Resisting Removal: The Sandy Lake Tragedy and the Years That Followed
Mustful catalogs the events surrounding the Lake Superior Ojibwe in the years 1850 to 1855 - specifically, the illegal removal efforts of Minnesota Territorial Governor Alexander Ramsey and Indian Agent John Watrous that resulted in the death of 400 Ojibwe at Sandy Lake, MN in what is now known as the Sandy Lake Tragedy. Mustful considers important elements of cultural and historical interpretation such as cultural appropriation. Then provides the cultural and political context of the 1850 Removal Order. He details the continued removal efforts after the Sandy Lake Tragedy and the perseverance of the Lake Superior Ojibwe to resist those efforts and earn a new treaty that promised permanent reservation homes in their homeland.

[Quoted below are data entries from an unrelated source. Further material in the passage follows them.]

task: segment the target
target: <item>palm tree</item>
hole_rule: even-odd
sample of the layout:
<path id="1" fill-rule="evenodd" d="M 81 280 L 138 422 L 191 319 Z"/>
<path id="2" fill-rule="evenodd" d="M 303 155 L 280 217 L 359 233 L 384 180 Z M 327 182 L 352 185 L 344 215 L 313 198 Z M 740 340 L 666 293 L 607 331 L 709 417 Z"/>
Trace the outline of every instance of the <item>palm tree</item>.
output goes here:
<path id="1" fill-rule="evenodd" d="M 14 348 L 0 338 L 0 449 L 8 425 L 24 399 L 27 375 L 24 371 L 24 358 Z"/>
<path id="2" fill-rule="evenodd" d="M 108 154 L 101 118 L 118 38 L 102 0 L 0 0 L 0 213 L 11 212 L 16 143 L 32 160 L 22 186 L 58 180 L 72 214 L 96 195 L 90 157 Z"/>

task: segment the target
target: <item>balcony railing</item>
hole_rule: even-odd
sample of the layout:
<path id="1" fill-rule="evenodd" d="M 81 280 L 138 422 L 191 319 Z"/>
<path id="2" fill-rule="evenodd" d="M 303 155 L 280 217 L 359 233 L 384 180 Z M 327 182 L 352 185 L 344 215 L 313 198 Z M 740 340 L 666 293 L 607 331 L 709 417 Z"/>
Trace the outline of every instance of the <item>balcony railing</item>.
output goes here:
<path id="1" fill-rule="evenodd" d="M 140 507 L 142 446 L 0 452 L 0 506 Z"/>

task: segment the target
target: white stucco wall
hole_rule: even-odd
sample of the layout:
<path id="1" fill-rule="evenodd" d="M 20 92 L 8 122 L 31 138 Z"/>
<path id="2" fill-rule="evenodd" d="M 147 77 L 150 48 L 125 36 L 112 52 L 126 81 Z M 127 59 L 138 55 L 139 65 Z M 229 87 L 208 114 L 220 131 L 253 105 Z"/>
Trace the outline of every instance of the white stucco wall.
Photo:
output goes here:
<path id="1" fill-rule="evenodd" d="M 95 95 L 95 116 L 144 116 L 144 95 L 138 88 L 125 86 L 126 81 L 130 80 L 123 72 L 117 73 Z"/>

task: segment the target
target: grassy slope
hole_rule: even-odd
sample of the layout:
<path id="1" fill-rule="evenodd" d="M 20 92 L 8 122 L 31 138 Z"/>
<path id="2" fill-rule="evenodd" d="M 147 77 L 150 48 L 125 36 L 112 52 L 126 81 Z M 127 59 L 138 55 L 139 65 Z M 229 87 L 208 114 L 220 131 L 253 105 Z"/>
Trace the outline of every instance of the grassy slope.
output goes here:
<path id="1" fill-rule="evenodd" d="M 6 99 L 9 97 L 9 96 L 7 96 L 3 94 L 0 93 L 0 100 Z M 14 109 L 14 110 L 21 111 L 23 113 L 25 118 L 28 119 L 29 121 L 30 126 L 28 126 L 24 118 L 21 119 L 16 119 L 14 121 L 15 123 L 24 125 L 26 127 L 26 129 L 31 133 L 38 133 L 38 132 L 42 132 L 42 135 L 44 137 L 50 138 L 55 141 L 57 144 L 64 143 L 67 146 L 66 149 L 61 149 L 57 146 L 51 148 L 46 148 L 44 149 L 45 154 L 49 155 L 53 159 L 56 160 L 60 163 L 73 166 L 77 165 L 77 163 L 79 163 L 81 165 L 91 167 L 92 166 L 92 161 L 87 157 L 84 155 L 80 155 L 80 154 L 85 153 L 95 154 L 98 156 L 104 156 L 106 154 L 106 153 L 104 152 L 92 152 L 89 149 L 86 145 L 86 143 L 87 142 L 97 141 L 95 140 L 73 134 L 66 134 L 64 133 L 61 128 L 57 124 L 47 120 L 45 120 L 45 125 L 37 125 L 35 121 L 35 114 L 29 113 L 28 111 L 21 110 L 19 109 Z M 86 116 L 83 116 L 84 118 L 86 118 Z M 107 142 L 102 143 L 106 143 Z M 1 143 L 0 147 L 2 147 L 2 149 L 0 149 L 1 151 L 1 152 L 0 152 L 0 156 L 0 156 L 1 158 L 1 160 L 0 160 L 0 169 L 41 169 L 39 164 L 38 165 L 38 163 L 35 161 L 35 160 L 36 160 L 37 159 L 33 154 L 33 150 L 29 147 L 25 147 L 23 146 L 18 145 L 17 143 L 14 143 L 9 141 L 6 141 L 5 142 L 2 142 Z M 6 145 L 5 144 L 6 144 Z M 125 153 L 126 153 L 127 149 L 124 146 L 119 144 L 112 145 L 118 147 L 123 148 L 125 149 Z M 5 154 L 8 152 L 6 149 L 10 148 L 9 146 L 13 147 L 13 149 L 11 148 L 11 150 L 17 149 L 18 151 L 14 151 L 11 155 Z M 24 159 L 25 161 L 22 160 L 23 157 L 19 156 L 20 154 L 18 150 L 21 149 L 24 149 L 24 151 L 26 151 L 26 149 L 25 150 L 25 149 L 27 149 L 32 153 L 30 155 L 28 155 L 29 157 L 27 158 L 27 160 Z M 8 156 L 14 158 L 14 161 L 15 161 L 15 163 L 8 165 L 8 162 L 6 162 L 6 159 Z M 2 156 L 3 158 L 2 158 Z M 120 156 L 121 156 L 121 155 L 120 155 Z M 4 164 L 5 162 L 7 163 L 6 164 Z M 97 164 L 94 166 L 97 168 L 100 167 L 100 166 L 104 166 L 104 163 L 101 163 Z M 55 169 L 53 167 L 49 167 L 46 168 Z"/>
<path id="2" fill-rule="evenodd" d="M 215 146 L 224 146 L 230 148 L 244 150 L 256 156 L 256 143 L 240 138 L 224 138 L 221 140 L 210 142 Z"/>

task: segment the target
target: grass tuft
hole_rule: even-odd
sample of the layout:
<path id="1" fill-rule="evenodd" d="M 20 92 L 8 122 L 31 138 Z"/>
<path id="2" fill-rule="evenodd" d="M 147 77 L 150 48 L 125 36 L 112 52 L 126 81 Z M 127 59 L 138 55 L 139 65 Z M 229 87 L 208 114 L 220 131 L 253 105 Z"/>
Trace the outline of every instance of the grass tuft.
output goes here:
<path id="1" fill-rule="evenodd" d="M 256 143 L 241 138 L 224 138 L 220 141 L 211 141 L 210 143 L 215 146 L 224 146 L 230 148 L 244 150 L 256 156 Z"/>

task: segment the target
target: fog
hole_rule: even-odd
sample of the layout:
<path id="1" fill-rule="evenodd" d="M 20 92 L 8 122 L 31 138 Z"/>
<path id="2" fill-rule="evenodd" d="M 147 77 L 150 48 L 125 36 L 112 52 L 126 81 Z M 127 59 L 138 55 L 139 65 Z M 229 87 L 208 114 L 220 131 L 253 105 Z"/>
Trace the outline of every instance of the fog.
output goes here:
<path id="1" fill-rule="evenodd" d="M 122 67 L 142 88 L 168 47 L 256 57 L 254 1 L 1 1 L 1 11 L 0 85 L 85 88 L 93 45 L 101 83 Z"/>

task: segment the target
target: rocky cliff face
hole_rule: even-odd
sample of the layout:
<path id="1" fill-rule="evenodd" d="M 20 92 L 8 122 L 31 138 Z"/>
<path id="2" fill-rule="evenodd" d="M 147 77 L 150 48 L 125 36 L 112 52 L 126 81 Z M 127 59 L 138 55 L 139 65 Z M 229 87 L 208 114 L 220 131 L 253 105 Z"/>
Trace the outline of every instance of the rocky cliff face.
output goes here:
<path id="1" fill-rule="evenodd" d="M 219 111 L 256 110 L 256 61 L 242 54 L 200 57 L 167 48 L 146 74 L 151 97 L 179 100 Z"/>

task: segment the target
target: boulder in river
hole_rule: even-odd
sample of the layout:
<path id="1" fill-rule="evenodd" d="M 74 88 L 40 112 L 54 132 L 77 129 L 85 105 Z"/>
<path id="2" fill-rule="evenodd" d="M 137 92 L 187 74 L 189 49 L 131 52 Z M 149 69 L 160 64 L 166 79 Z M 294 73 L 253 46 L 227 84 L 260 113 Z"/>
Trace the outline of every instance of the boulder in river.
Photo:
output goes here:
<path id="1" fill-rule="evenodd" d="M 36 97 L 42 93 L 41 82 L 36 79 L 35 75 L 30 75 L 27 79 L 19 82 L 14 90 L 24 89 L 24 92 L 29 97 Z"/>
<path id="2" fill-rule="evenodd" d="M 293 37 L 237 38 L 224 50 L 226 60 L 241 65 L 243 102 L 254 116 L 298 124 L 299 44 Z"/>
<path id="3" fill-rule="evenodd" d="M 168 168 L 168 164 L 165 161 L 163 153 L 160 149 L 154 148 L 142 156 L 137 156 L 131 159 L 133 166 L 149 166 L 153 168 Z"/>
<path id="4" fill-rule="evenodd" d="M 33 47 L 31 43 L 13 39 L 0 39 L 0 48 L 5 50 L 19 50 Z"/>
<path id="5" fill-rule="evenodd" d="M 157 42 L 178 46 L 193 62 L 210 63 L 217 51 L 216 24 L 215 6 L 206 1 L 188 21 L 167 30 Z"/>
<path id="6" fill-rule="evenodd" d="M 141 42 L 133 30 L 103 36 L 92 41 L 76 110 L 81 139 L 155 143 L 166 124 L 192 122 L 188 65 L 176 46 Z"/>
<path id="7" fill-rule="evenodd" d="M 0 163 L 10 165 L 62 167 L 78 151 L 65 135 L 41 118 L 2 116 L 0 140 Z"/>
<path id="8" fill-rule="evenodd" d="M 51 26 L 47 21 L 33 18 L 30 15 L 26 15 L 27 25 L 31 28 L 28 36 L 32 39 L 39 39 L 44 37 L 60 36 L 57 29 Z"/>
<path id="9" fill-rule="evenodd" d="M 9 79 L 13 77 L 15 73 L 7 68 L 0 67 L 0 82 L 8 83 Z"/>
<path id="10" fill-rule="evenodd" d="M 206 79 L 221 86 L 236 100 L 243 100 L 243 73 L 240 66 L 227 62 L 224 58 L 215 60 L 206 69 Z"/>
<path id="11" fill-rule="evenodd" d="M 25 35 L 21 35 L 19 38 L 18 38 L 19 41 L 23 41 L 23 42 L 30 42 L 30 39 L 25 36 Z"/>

Authorial Intrusion and the Civil War Novel: How to Write History Through Fiction
Historical fiction is one of the most popular literary genres. When done well it brings history to life, teaching readers about important historical people and events while also evoking profound, relatable emotions through its characters. How does the historical author balance history and fiction? Mustful carefully examines four Civil War narratives and identifies how each author incorporates important historical details into their novels without disrupting the fictional dream. He identifies the specific elements that make a historical novel effective and engaging, showing readers and writers alike how to write history through fiction.
The U.S. - Dakota War of 1862: A Historical Context
On December 26, 1862, thirty-eight Dakota men were hanged in Mankato, Minnesota, in the largest mass execution in United States history. This unfortunate event was the result of the U.S. - Dakota War of 1862. What was the U.S. - Dakota War and how and why did it happen? Mustful traces the history of the U.S. - Dakota War beginning in 1805 when the Dakota signed the Pike Treaty at Bdote and identifies the multiple perspectives and factors that, over time, contributed to the Mankato hangings and the expulsion of the Dakota and Ho-Chunk peoples from Minnesota to Crow Creek, South Dakota.